I am a big fan of stories. Be it visual, written or told, I am sold. Stories have characters and plots and reality and fiction and everything under the sun. They teach us a lot of things, about the kind of flaws people have, how people deal with them, and somehow help us too. But they also teach us things which we might not know right away, they instil so many cliches into us, so many expectations, and that’s not how it always plays out.
Story ensues
Boy meets girl,
Sparks fly
They dance and twirl
Misunderstandings happen
They fight
Staying apart makes them
See the light
Chasing on the airport
Apologies and hugs
Two years later
They are out buying rugs!
I know this doesn’t sum up every story in the world, but this is the general theme. And if not this, there are so many instances of some very specific couples that work out together. Angry, stuck up or an introvert guy meets the most carefree and bubbly girl and she makes him open up, makes him do crazy shit and he falls for her. A scared, under-confident girl meets the most intimidating guy who literally sweeps her off her feet in the first meeting and their intensity is off the charts. Two egoistic people meet, start fighting right away, and eventually stop and listen to each other and realise they are in love.
But is this it? Are we supposed to fit into one of these patterns and is that the only thing that will ensure that our love story is going to work out? Can two introvert people, who may not always have something crazy to say or do, not work out? If a “meet cute” does not take place, can people not develop feelings for each other? I know opposite attracts and many specific personas shown as couple usually have the traits that complete each other. But is that necessary? How about two people connecting over their flaws and figuring out how to grow in them together, motivating each other, because nobody else understands them the way the person with the same problem would do. Why is this angle not so famous in stories?

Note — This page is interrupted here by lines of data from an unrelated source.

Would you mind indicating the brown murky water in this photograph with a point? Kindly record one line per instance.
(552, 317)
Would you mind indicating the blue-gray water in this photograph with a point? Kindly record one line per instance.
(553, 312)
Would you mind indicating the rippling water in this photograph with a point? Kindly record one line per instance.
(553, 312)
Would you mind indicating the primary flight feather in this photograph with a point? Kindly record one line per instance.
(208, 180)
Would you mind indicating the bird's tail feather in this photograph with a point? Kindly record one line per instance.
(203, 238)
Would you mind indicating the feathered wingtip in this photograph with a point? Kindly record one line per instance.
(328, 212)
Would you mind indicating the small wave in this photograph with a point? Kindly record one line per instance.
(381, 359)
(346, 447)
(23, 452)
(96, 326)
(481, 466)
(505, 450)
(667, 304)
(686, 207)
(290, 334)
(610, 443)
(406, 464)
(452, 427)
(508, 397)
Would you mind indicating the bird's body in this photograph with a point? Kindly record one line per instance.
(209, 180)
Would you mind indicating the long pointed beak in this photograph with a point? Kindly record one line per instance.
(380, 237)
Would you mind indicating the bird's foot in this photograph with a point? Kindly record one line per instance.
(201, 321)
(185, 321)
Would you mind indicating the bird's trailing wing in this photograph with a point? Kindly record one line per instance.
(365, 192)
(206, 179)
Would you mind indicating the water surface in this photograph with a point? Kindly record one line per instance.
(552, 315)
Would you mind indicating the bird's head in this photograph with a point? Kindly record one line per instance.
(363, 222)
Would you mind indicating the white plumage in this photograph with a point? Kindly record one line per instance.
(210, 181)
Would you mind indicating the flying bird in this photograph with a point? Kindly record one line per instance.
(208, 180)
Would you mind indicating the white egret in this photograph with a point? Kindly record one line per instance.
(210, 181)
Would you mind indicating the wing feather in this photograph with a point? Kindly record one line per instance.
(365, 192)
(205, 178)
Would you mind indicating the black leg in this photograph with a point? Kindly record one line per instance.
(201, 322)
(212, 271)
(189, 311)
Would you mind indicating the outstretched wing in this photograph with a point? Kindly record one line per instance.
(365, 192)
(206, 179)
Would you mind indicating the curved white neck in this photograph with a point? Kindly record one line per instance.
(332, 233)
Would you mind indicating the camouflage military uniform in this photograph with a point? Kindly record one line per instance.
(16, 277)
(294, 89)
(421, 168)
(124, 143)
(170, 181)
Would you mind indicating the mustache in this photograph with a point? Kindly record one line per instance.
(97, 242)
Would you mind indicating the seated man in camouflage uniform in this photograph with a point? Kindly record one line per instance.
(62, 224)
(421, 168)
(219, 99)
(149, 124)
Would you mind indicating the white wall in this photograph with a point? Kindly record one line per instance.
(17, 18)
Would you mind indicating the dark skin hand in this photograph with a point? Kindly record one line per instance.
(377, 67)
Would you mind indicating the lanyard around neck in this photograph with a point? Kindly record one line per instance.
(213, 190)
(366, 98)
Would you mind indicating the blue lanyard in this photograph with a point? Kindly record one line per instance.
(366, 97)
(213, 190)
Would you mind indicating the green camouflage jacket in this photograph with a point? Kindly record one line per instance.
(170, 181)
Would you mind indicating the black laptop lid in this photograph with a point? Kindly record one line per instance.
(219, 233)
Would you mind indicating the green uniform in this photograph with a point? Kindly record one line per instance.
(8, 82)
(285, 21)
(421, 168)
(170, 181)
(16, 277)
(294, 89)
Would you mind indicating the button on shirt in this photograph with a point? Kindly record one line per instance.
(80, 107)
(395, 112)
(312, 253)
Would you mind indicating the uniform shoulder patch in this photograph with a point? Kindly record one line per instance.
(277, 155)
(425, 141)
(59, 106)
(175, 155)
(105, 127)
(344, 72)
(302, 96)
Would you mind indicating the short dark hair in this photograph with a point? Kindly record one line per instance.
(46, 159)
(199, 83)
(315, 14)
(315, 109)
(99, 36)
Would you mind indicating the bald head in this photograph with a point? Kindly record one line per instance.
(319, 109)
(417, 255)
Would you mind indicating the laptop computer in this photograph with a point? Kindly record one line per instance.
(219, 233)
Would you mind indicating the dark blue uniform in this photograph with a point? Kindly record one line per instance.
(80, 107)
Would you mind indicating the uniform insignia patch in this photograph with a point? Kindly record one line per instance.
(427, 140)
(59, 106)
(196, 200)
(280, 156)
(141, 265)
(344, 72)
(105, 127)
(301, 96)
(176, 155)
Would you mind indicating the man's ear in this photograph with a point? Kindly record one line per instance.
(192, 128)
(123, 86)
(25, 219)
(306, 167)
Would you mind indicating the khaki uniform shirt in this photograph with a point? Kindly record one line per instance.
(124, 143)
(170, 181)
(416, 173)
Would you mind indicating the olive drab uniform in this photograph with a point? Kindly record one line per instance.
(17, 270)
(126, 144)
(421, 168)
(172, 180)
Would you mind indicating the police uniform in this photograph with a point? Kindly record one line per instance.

I write all of this because I know somewhere deep down I fear that I also feel that the “right person” will feel that way right from the beginning because we will fit into these cliches. But what if that’s not the case? What if the “right person” isn’t supposed to give you a banging chemistry right from the start, not supposed to keep you on your toes all the time but you just get peacefully comfortable around them over time? What if while trying to look for cliches in a relationship, we forget to look at what is actually real and special about it? What if these sparks that fly just signify that you have made up your mind about someone and not some ulterior cosmic connection?
I just hope we don’t end up rejecting the right one for these cliches and create our own signs instead of following the masses!
Disclaimer: I know there are many many good stories that don’t necessarily follow the pattern but this thought has been there in my head from some days and the current book I am reading literally fell into one of the categories and so I just had to write about it.